Adopting the challenge of open-source

“I expect some of you are here to see me because you’ve never seen anybody from Novell before,” Novell chairman and chief executive officer, Jack Messman, quipped at the start of his keynote address, opening the LinuxWorld show.

Novell’s purchase in the past year of SuSE Linux and Ximian catapulted the traditionally staid enterprise software vendor into the open-source world.

That’s a change most vendors and customers will face in the near future, according to Messman, who used his keynote to detail the challenges and considerations involved in that transition.

“2004 is going to be the year that Linux goes mainstream on the enterprise server, and soon thereafter, the business users — not just the technical users — will begin the transition to Linux-based desktops,” he said. “This year, Linux will come into the core of the enterprise.”

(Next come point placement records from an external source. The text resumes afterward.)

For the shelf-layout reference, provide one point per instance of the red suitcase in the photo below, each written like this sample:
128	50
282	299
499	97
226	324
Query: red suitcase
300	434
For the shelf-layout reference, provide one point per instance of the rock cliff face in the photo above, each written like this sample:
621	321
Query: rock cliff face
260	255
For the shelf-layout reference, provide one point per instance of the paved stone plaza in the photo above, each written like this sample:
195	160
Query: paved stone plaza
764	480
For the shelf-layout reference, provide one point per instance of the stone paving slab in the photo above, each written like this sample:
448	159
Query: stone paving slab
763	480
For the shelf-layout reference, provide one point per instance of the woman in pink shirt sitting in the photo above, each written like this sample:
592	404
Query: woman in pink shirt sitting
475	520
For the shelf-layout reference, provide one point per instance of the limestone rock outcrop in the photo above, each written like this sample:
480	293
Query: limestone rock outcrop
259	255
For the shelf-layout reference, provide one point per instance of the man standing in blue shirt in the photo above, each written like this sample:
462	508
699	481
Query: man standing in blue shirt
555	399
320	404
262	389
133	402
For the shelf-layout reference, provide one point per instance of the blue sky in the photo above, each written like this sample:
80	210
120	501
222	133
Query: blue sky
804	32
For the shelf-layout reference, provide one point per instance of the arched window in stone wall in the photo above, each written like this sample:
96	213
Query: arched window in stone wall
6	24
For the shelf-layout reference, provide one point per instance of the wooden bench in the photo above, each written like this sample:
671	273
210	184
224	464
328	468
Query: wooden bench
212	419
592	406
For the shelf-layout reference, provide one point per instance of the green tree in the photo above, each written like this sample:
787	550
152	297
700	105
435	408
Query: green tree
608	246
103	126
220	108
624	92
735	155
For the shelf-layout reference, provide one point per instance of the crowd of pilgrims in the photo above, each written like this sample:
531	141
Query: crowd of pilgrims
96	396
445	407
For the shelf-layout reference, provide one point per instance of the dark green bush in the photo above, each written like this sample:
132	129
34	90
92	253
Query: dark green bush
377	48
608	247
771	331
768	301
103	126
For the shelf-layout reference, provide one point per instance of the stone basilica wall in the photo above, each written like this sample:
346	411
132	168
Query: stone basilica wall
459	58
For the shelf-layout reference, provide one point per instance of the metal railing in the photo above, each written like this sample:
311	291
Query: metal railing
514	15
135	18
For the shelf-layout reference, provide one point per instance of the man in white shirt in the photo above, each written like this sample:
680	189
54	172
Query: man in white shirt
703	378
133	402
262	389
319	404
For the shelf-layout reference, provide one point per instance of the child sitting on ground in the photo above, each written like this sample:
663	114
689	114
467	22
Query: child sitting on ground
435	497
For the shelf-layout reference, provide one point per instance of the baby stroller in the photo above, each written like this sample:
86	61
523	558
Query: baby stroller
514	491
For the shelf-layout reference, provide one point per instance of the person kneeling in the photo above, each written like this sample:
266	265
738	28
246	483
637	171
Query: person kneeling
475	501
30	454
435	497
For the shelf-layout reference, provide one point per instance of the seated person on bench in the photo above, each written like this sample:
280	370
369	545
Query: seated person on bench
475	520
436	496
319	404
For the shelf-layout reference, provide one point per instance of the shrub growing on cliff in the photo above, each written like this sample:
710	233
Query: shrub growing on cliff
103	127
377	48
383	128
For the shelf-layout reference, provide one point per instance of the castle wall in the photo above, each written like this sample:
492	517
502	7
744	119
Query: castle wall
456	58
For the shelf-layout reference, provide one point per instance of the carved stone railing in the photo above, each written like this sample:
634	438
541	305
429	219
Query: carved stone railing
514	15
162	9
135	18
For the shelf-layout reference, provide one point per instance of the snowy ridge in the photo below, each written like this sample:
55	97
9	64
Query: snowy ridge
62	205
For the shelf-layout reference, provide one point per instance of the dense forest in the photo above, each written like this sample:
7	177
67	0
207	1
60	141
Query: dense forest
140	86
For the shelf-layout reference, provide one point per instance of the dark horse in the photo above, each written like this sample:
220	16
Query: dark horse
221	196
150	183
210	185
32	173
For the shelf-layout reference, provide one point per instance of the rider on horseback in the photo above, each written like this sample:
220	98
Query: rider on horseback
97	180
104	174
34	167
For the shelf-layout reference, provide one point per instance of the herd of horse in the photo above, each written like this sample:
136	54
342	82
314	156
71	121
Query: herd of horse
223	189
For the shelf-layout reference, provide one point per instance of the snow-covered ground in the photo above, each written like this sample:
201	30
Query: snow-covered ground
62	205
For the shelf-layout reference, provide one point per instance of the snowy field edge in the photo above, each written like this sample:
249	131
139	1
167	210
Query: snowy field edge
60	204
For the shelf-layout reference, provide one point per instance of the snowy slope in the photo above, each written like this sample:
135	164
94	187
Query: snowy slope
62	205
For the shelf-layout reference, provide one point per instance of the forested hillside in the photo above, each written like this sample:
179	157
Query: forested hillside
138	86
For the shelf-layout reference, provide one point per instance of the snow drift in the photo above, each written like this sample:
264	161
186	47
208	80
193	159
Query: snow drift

Chief information officers (CIOs) beginning to use Linux grappled with security issues and the unfamiliar situation of having multiple developers responsible for critical components, Messman said.

Accountability was their main concern, and that created an opportunity for companies such as Novell and Red Hat, he said.

He saw Novell as selling not code but services to deliver and support that software code in a way that’s comfortable for businesses.

“Customers expect to be able to make one call ... and say, ‘This isn’t working. You sold it to us, you fix it,’” Messman said. “CIOs ... want support from someone they can trust. The result has to be the same for customers: One call, one throat to choke.”

To reassure buyers, vendors selling open-source-based software needed to do a better job explaining to customers the development processes designed to ensure the software’s security, and they needed to indemnify their customers against legal responsibility for IP (intellectual property) challenges, Messman said.

Novell had bet its future on adoption of open-source models, and it intended to help steer others in the IT industry in that direction, Messman said.

“We have gained two of the gems of the open-source community,” he said. “But with that comes responsibility, and we take that responsibility very much to heart. We will contribute more to open source than we take away.

“I commit to you here today that we will not mess this up. SuSE Linux and Ximian simply won’t let us. We acquired them, but they will lead the way.”